Julian Fitter lived in Galapagos from 1964 to 1979. A committed conservationist, he was one of the founders and first Chairman of GCT in 1995. He is also a founder Trustee of Falklands Conservation and has recently established Friends of Galapagos New Zealand. He is the author of the Collins Traveller Guide to the ‘Wildlife of Galapagos’. His son Daniel is a photographer and lives in Galapagos where he leads tours around the Islands as well as in mainland Ecuador.

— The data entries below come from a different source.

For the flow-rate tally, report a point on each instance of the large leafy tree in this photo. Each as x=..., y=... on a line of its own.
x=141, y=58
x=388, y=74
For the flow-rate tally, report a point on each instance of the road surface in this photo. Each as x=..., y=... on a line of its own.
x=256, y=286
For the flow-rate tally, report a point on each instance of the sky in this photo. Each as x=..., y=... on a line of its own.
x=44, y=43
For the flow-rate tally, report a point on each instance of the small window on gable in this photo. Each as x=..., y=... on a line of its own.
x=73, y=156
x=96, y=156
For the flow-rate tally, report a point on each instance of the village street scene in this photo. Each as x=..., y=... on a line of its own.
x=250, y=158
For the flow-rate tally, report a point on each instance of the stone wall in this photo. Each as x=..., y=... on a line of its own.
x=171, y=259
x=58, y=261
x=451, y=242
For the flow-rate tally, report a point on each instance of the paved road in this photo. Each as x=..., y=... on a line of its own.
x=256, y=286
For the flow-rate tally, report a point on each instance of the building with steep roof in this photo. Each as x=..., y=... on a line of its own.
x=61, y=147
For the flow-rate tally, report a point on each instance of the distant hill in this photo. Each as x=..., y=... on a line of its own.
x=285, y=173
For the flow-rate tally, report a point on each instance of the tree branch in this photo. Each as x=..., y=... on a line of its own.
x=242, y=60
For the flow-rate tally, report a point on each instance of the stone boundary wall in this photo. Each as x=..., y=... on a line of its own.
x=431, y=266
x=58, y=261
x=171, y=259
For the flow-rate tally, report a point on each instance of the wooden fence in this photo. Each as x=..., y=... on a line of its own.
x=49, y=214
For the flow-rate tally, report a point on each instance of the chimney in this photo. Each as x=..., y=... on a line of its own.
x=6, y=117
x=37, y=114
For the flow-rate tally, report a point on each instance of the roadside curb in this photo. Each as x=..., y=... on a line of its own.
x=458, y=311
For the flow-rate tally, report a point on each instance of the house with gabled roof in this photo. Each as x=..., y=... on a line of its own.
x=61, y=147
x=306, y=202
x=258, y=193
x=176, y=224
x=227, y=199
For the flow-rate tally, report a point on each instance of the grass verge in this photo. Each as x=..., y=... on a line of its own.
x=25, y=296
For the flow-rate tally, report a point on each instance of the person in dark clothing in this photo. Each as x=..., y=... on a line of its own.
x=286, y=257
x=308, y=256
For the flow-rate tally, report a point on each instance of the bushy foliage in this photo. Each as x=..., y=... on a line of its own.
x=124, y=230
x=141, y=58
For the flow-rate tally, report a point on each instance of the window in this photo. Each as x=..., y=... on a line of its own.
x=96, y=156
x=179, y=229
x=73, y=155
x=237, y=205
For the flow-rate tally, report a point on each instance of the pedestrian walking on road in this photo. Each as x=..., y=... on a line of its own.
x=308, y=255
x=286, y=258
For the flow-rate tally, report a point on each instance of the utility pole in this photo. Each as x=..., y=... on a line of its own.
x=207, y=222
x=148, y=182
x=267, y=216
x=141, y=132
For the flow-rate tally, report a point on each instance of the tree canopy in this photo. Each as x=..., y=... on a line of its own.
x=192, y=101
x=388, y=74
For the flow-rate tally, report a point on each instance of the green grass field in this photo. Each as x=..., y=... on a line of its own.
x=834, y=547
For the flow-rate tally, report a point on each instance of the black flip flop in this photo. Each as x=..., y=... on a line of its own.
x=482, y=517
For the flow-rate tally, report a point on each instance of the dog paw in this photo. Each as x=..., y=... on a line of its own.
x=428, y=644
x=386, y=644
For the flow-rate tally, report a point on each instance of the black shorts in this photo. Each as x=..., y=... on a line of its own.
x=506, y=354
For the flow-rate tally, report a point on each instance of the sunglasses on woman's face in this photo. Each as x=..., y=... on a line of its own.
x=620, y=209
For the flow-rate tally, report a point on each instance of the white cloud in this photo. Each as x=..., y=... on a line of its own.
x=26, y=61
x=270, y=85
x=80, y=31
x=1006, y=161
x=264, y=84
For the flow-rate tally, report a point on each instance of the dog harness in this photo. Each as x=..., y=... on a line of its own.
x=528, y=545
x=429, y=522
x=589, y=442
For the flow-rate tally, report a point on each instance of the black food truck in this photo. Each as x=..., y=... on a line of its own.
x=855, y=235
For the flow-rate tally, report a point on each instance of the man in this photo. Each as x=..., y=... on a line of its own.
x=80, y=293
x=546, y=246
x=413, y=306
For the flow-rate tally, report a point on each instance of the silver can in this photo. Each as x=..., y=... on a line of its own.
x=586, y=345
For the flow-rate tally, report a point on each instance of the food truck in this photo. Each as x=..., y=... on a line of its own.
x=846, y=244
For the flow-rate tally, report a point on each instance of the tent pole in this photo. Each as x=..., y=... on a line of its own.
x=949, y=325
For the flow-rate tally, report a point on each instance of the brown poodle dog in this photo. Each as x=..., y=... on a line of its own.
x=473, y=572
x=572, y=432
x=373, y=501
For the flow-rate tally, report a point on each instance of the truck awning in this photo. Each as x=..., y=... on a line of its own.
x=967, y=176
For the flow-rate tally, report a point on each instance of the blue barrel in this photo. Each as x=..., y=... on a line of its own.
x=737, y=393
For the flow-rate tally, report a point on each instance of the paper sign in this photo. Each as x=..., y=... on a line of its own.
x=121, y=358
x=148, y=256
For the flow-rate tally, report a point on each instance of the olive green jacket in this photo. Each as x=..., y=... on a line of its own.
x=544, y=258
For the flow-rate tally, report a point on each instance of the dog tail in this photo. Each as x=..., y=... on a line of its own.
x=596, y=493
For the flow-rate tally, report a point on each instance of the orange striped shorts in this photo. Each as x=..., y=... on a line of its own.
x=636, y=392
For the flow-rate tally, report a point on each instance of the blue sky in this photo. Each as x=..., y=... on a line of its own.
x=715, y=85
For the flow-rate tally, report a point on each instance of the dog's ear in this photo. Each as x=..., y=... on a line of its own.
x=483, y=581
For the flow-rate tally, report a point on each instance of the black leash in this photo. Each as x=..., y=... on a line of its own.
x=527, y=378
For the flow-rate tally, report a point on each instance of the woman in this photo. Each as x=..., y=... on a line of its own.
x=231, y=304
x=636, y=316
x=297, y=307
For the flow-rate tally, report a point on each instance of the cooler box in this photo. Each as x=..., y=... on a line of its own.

Angela Darwin is a great granddaughter of Charles Darwin’s friend and supporter, Thomas Henry Huxley, while her late husband George was a great grandson of Charles Darwin. After 23 years she retired after having been a Magistrate in London sitting in both the Adult and Family Courts. She is currently working on the correspondence between T. H. Huxley and his wife, which is to be published by the University of Chicago Press.
Jennifer Stone has a background in journalism, public relations, and environmental work. She has lived in France since 1973. She was a founder trustee of the Galapagos Conservation Trust, is a board member of the Swiss Friends of Galapagos, the Friends of the International School of Geneva and of the St Catherine’s Foundation, and is a member of the General Assembly of the Charles Darwin Foundation.
Antje Steinfurth is a marine zoologist who first visited the islands in 2003 for her PhD project on the marine ecology and conservation of the Endangered Galapagos Penguin. Following in the penguin’s footsteps, she has been travelling from the equator to the pole, to some of the remotest places on earth. Her latest project brought her to Tristan da Cunha studying the Endangered Northern Rockhopper Penguin. Antje is based in Cambridge working as a Conservation Scientist for the RSPB. She recently became a member of the Species Survival Commission of the IUCN in her role as member of the Penguin Specialist Group.
Dorothy Latsis has lived in Geneva since 1979. She is President of the Fondation Philanthropique Orthodoxe and has established charities to support conservation of the library of St Catherine’s Monastery, Sinai. She is a board member of the International School of Geneva.